In vivo 3D microvascular imaging without contrast agents

C. H. Leow, N. L. Bush, A. Stanziola, M. Braga, A. Shah, J. Hernández-Gil, N. J. Long, E. O. Aboagye, J. C. Bamber and M.X. Tang, “3D microvascular imaging using high frame rate ultrasound and ASAP without contrast agents: development and initial in vivo evaluation on non-tumour and tumour models

IEEE Transactions on Ultrasonics Ferroelectrics and Frequency Control PP(99):1-1

DOI: 10.1109/TUFFC.2019.2906434


Affiliation

C.H. Leow, A. Stanziola and M-X. Tang are with the Department of Bioengineering, Imperial College London, United Kingdom. (e-mail: mengxing.tang@imperial.ac.uk).

N.L.Bush, A. Shah and J.C. Bamber are with the Joint Department of Physics and Cancer Research UK Cancer Imaging Centre, Institute of Cancer Research and Royal Marsden NHS Foundation Trust, United Kingdom.

M. Braga, J. Hernández-Gil, N. J. Long and E.O. Aboagye are with the Comprehensive Cancer Imaging Centre, Department of Surgery & Cancer, United Kingdom.

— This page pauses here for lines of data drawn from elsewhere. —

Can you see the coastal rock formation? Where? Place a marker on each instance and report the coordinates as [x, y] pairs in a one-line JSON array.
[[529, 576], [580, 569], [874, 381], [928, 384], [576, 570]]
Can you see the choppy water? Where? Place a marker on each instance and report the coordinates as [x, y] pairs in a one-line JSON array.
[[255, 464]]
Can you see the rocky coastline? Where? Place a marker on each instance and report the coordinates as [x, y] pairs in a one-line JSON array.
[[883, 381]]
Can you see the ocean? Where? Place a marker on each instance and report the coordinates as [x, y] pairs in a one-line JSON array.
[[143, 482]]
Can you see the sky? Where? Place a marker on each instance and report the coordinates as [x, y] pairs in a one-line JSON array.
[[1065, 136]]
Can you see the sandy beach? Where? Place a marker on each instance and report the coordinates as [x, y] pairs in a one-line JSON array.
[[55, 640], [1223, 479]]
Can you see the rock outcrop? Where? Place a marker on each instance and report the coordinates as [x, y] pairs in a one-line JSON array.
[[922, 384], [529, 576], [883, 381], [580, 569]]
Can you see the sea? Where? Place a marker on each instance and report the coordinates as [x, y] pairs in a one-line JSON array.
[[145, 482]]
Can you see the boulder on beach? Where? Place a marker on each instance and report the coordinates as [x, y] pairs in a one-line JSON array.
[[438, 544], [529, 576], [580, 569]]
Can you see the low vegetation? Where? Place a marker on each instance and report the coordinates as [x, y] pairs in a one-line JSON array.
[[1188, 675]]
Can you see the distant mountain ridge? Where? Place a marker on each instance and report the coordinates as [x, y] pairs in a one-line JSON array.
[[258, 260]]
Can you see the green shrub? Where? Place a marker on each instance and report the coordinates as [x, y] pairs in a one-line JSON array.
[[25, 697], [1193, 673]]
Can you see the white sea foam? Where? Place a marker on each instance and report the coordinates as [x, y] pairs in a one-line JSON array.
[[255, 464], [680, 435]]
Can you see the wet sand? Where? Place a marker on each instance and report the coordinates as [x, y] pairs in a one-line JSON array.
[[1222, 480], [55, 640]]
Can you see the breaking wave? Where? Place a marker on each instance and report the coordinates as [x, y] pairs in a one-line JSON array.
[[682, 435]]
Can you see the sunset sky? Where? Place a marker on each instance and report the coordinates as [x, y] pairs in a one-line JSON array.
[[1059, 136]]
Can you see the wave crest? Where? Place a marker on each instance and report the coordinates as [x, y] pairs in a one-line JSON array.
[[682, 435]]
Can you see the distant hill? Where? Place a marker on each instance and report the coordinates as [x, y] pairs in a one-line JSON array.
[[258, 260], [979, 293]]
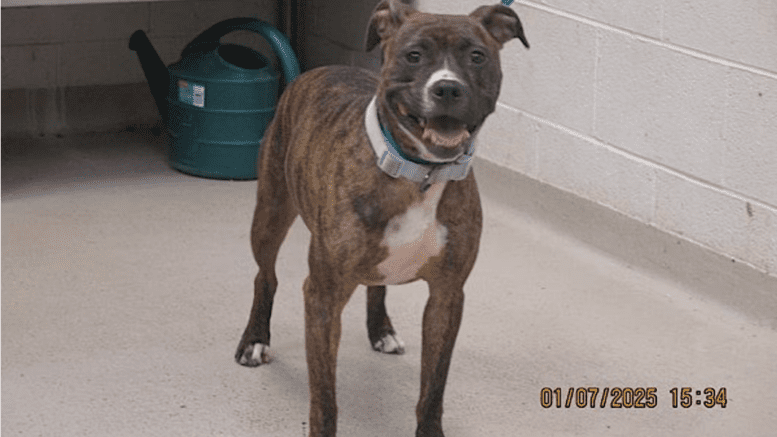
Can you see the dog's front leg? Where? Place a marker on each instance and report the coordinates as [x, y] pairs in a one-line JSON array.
[[325, 299], [442, 318]]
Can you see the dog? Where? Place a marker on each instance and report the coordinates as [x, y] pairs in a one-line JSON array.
[[379, 169]]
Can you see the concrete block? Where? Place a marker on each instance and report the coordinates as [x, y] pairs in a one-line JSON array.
[[596, 172], [635, 15], [509, 139], [742, 31], [555, 79], [704, 215], [457, 7], [72, 23], [762, 237], [29, 66], [662, 105], [342, 22], [101, 62], [320, 51], [751, 136], [190, 18], [15, 116]]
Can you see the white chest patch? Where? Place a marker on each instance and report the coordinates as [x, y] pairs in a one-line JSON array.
[[412, 238]]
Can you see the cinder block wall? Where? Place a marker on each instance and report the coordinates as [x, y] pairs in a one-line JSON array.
[[334, 34], [663, 110], [68, 68]]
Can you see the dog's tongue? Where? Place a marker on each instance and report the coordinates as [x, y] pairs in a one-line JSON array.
[[445, 132]]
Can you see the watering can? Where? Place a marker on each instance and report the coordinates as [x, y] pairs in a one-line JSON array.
[[218, 99]]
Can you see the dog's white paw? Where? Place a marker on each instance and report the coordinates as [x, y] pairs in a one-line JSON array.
[[390, 344], [255, 355]]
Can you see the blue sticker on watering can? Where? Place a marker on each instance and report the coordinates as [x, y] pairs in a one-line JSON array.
[[191, 93]]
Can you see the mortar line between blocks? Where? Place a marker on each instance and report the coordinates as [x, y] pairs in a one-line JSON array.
[[669, 46], [644, 161]]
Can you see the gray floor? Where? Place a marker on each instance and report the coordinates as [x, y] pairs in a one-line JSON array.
[[126, 286]]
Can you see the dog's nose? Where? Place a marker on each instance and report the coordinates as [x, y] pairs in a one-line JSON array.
[[447, 91]]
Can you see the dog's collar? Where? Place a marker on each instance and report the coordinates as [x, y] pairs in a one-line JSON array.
[[395, 163]]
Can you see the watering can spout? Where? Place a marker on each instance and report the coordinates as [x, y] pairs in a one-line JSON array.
[[156, 73]]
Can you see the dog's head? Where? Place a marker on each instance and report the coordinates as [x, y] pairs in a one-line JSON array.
[[441, 74]]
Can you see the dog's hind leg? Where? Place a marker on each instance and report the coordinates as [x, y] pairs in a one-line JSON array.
[[383, 338], [274, 215]]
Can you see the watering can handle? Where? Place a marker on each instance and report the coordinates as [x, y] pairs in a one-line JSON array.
[[279, 42]]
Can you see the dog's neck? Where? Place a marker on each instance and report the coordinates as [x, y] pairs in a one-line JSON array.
[[395, 163]]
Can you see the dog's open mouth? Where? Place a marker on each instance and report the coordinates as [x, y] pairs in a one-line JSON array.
[[442, 131]]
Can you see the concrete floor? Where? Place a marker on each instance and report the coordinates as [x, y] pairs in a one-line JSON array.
[[126, 286]]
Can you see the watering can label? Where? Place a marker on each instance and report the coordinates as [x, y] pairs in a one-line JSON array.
[[191, 93]]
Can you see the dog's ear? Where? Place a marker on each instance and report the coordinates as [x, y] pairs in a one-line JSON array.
[[501, 22], [387, 17]]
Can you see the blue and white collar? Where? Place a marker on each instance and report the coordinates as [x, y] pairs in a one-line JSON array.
[[392, 161]]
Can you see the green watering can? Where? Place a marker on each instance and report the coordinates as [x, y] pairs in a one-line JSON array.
[[217, 101]]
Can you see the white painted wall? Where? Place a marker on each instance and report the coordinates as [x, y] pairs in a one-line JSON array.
[[664, 110]]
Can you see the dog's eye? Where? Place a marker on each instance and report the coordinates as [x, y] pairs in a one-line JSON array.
[[413, 57]]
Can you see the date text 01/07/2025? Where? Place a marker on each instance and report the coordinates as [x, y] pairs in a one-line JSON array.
[[627, 397]]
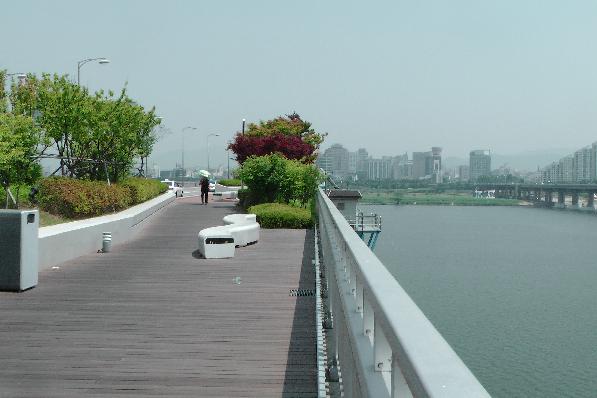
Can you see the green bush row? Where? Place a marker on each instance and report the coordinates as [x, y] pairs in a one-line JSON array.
[[279, 215], [232, 182], [73, 198], [143, 189]]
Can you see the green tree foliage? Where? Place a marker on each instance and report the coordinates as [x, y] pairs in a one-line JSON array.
[[273, 178], [18, 149], [91, 134]]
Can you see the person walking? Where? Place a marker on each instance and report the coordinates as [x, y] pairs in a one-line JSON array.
[[204, 189]]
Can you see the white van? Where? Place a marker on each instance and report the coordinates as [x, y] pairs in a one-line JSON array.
[[174, 187]]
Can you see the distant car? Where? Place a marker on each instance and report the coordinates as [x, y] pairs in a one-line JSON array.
[[174, 187]]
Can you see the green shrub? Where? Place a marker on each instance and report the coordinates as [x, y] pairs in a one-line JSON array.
[[143, 189], [273, 178], [233, 182], [72, 198], [279, 215]]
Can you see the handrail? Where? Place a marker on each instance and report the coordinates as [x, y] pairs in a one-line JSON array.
[[383, 343]]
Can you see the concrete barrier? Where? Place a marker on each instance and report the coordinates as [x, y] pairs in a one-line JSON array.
[[63, 242]]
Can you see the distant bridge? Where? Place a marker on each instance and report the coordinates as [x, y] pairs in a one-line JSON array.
[[546, 194]]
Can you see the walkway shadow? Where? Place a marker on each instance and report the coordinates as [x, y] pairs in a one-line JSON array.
[[300, 379]]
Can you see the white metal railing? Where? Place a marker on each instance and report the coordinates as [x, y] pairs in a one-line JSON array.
[[384, 345]]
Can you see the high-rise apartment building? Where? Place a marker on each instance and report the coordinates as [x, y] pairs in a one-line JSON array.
[[464, 173], [582, 164], [479, 164], [335, 161]]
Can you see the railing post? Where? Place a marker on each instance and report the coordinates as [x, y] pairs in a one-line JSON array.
[[359, 295], [399, 387], [383, 352], [368, 319]]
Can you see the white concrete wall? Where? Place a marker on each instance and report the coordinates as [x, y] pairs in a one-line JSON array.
[[63, 242]]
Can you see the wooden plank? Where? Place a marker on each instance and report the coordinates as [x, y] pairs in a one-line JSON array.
[[152, 319]]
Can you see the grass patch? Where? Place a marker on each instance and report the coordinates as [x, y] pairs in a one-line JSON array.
[[47, 219], [232, 182], [279, 215]]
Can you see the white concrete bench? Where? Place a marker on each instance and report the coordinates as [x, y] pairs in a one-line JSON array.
[[225, 195], [216, 242], [243, 227], [219, 242]]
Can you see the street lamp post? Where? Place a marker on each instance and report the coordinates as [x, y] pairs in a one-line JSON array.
[[100, 60], [183, 169], [207, 141], [243, 132]]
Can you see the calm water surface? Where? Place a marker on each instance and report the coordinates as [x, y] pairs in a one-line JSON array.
[[513, 290]]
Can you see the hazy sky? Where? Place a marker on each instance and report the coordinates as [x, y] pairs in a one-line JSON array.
[[390, 76]]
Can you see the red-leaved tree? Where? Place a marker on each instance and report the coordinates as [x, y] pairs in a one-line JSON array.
[[289, 136], [290, 146]]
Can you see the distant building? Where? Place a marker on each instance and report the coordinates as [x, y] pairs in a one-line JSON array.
[[566, 170], [399, 171], [436, 164], [428, 165], [419, 164], [582, 164], [362, 156], [479, 164], [464, 173], [379, 169], [335, 161]]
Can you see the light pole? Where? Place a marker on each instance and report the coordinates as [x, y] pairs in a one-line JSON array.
[[100, 60], [241, 179], [183, 169], [207, 141]]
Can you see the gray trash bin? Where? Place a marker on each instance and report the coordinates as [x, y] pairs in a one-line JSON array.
[[19, 249]]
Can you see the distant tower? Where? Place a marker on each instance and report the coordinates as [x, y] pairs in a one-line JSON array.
[[436, 156], [479, 164]]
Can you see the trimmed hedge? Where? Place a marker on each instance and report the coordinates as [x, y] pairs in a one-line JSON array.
[[143, 189], [279, 215], [232, 182], [74, 199]]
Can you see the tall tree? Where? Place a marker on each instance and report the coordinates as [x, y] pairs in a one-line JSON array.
[[18, 150]]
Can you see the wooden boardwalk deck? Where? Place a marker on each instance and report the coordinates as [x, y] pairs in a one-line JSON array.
[[152, 319]]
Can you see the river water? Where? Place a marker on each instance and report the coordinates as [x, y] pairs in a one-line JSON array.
[[513, 290]]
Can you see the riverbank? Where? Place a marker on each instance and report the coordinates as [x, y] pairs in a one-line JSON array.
[[437, 199]]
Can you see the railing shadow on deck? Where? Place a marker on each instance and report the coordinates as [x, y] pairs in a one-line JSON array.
[[300, 378]]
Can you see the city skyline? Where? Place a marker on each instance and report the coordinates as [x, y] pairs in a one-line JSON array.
[[510, 76]]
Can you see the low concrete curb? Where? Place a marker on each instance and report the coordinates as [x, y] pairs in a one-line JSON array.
[[63, 242]]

J. Hernández-Gil and N. J. Long are also with the Department of Chemistry, Imperial College London, United Kingdom.



Abstract:

Three-dimensional imaging is valuable to non-invasively assess angiogenesis given the complex 3D architecture of vascular networks. The emergence of high frame rate (HFR) ultrasound, which can produce thousands of images per second, has inspired novel signal processing techniques and their applications in structural and functional imaging of blood vessels. Although highly sensitive vascular mapping has been demonstrated using ultrafast Doppler, the detectability of microvasculature from the background noise may be hindered by the low signal to noise ratio (SNR) particularly in deeper region and without the use of contrast agents. We have recently demonstrated a coherence-based technique, acoustic sub-aperture imaging (ASAP), for super-contrast vascular imaging and illustrated the contrast improvement using HFR contrast-enhanced ultrasound. In this work, we provide a feasibility study for microvascular imaging using ASAP without contrast agents, and extend its capability from 2D to volumetric vascular mapping. Using an ultrasound research system and a pre-clinical probe, we demonstrated the improved visibility of microvascular mapping using ASAP in comparison to ultrafast Power Doppler (PD) on a mouse kidney, liver and tumour without contrast agent injection. The SNR of ASAP images improves in average by 10dB when compared to PD. Besides, directional velocity mappings were also demonstrated by combining ASAP with the phase information extracted from lag-1 autocorrelation. Three-dimensional vascular and velocity mapping of the mouse kidney, liver and tumour were demonstrated by stacking the ASAP images acquired using 2D ultrasound imaging and a trigger-controlled linear translation stage. The 3D results depicted clear micro-vasculature morphologies and functional information in terms of flow direction and velocity in two non-tumour models and a tumour model. In conclusion, we have demonstrated a new 3D in vivo ultrasound micro-vascular imaging technique with significantly improved SNR over existing ultrafast Doppler.



Supporting Bodies:

This work is funded by the CRUK Multidisciplinary Project Award (C53470/A22353). C.H Leow would like to acknowledge NVIDIA Corporation for the donation of Titan XP GPU used in this research.



Fig: Volume render presentation of 3D microvascular images of a non-tumour kidney (left), liver (middle), and tumour (right) mouse model.